Çekişmeli taşınmazın bulunduğu yörede 1966 yılında yapılan orman tahdidine ait tutanaklarda 12 numaralı parsel tarif edilirken "..buradan ormanın iç sınırından içerde bir açıklık görülmekle iç sınır bırakılıp orman içinden doğuya doğru ilerlendi,bilirkişiye göre doğudan batıya ince bir şerit halinde uzanan ve derenin kuzey tarafından tahminen 5 dekar Armutalanı köyünden ... zilyetliğinde kadim ormandan açma bir tarladır denildi,itifakla fiili durumun tespitiyle ikitfa edilmesine karar verildi,Bu tarlanın doğu kuzey kenarından içeri sabit kayaya A-34 ve batı kuzey köşesinin sabit kayasına A-35 işaretler kazındı" ifadesine yer verilmiştir.

Buna göre; çekişmeli taşınmaz, fiilî durumu tespit edilerek orman sınırı dışında bırakılmış ise de, bu şekilde bir tespitte bulunulmasındaki amacın hak sahiplerinin geçerli bir tapusu varsa o tapuya dayanarak orman kadastrosuna itiraz davası açmalarına imkan vermek olduğu ve fakat aslında taşınmazın yukarda açıklanan yasal düzenlemeler ile orman kadastrosu içinde bırakıldığı kabul edilmekte olup, hak sahipleri tarafından orman kadastrosunun iptali için hak düşürücü süre içinde herhangi bir dava da açılmadığı gözönüne alındığında, taşınmazın esasında halen orman sınırları içerisinde bulunduğu anlaşıldığından, dava konusu taşınmazın tamamının orman vasfıyla Hazine adına tesciline karar verilmesi gerekirken, yazılı şekilde karar verilmesi doğru olmamıştır.
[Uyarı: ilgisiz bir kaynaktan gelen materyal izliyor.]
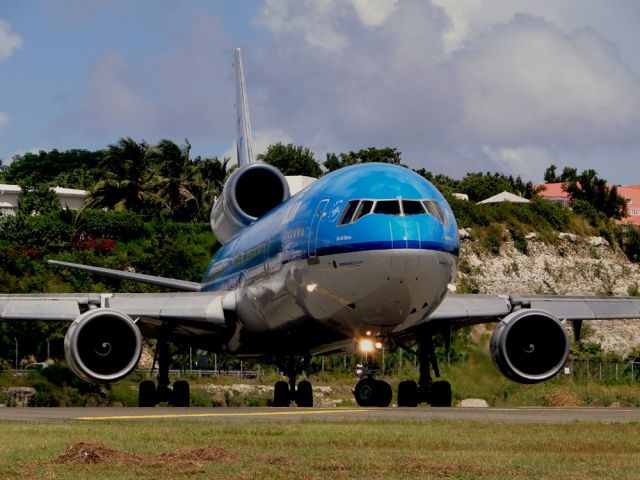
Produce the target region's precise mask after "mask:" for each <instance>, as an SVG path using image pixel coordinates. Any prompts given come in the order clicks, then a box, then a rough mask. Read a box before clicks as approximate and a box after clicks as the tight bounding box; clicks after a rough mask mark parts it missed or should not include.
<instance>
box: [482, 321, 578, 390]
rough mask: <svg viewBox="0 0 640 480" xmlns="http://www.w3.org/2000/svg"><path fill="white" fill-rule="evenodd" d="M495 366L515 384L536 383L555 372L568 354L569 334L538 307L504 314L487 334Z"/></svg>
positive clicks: (559, 367)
SONUÇ: Açıklanan sebeplerle;

Yukarıda 1. numaralı bentte açıklanan nedenlerle davacı ... ve arkadaşlarının temyiz itirazlarının reddine,

Yukarıda 2. numaralı bentte açıklanan nedenlerle müdahil davacı Hazine vekilinin temyiz itirazları yerinde görüldüğünden kabulü ile usul ve kanuna aykırı bulunan hükmün 6100 sayılı Hukuk Muhakemeleri Kanunu’nun Geçici 3 üncü maddesi yollamasıyla HUMK’un 428 inci maddesi uyarınca BOZULMASINA,

Yargıtay duruşmasının yapıldığı tarihte yürürlükte bulunan Avukatlık Asgari Ücret Tarifesi hükümleri uyarınca 28.000,00 TL avukatlık ücretinin davacılar ... ve arkadaşlarından alınarak duruşmada kendisine vekille temsil eden davalı Hazineye verilmesine,

İstek halinde peşin harcın temyiz eden davacıya iadesine,

1086 sayılı Kanun'un 440/I maddesi gereğince Yargıtay ilamının tebliğinden itibaren 15 gün içinde karar düzeltme yoluna başvurulabileceğine,

Dosyanın İlk Derece Mahkemesine gönderilmesine,

18.02.2025 tarihinde oybirliği ile karar verildi.